2. “O direito estabelece os limites do exercício do poder de Estado, quer dizer, da intervenção dos aparelhos de Estado” (ibid., p. 344).
Isto é, se o direito é constituído por uma classe ou frações de classes específicas e tem o poder de regular a legalidade de práticas e disputas sociais, o aparelho ideológico e repressivo de Estado passa também pelo seu domínio.
Assim a burocratização afeta o Estado capitalista, algo que é relativamente elevado num Estado de exceção, que conta com o papel das classes-apoio, principalmente a pequena burguesia, inchando de forma parasitária os aparelhos do Estado e, consequentemente, afetando sua ideologia interna, podendo influenciar na suspensão generalizada do princípio de eleições e divisões de poderes.
Tal movimento ocorre, concomitantemente, pela criação de redes políticas paralelas, alterando a dinâmica do domínio democrático-parlamentar do Estado.
Poulantzas estabelece que a ideologia do fascismo possui grande poder através de alguns aparelhos de Estado específicos, a saber:
a) o partido fascista;
b) a família;
c) o aparelho de informação e de propaganda.
Então, “partido-família-propaganda, são aqui o tríptico dominante dos aparelhos ideológicos de Estado” (ibid., p. 357).
Trazemos, agora, reflexões de Umberto Eco sobre o “fascismo eterno”, ou Ur-Fascismo.

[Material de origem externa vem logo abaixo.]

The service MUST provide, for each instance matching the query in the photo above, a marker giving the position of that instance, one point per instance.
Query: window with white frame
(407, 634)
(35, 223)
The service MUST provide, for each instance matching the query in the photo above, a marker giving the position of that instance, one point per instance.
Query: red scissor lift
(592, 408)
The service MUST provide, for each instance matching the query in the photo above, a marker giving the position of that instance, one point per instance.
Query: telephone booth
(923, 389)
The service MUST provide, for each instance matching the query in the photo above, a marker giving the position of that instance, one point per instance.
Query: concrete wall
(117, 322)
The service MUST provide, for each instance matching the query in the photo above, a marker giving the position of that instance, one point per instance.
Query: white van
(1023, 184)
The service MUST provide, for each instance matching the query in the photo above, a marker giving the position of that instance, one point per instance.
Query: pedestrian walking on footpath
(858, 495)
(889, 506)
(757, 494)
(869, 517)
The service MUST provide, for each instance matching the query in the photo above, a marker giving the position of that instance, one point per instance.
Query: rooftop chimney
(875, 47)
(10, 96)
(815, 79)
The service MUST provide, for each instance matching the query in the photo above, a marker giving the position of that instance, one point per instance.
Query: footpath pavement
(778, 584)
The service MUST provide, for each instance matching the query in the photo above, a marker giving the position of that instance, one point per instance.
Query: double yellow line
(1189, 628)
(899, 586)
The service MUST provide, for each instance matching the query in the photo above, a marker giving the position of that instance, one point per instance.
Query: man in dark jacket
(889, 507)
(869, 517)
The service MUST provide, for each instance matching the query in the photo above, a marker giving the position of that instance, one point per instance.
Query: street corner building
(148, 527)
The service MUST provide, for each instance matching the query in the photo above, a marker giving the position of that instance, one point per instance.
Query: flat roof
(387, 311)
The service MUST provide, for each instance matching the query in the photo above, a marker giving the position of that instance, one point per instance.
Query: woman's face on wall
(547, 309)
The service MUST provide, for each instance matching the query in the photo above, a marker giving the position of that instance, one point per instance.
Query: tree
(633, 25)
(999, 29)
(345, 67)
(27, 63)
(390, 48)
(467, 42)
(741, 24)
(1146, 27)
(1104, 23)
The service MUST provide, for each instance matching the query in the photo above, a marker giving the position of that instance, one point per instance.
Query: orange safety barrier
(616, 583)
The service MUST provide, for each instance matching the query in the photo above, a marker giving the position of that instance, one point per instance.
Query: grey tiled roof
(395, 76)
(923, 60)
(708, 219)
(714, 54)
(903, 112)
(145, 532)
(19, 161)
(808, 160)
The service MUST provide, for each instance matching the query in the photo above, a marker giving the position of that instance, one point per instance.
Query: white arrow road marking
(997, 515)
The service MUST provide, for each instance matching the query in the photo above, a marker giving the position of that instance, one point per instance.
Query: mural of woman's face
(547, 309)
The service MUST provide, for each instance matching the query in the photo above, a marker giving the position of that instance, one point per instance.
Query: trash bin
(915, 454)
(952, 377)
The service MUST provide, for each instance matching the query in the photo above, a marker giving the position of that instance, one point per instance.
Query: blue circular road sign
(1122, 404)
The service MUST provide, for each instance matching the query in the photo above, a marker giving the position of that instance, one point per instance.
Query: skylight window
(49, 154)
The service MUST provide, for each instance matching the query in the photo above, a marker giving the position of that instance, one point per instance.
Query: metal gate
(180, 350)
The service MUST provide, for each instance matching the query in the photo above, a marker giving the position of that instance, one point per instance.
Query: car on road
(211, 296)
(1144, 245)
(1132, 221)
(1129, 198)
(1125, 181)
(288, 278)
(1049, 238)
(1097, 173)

De modo objetivo, vamos às características:
a). o fascismo possui o culto à tradição;
b) consequentemente, o tradicionalismo implica a recusa da modernidade, principalmente à recusa ao espírito moderno iluminista, alcançando um “irracionalismo”;
c) esse “irracionalismo” depende de um culto da ação pela ação sem nenhuma reflexão;
d) pensar e cultura, em sentido amplo, são identificadas como uma forma de castração;
e) possui um nacionalismo, e quem fornece a identidade nacional é a construção do outro como inimigo, criando em seus seguidores o sentimento de estarem sitiados, fazendo-os emergir uma conspiração pela xenofobia;
f) pregam a glória da guerra e são contra o pacifismo;
g) criam um herói, isto é, há um culto ao heroísmo;
h) o fascista transfere sua vontade de poder para questões sexuais, “seus jogos de guerra se devem a uma invidia penis permanente”;
i) falam uma “novilíngua”, a la 1984, de Orwell;
j) o Ur-Fascismo está ao nosso redor, “às vezes em trajes civis” (ECO, 2018, pp. 35-47).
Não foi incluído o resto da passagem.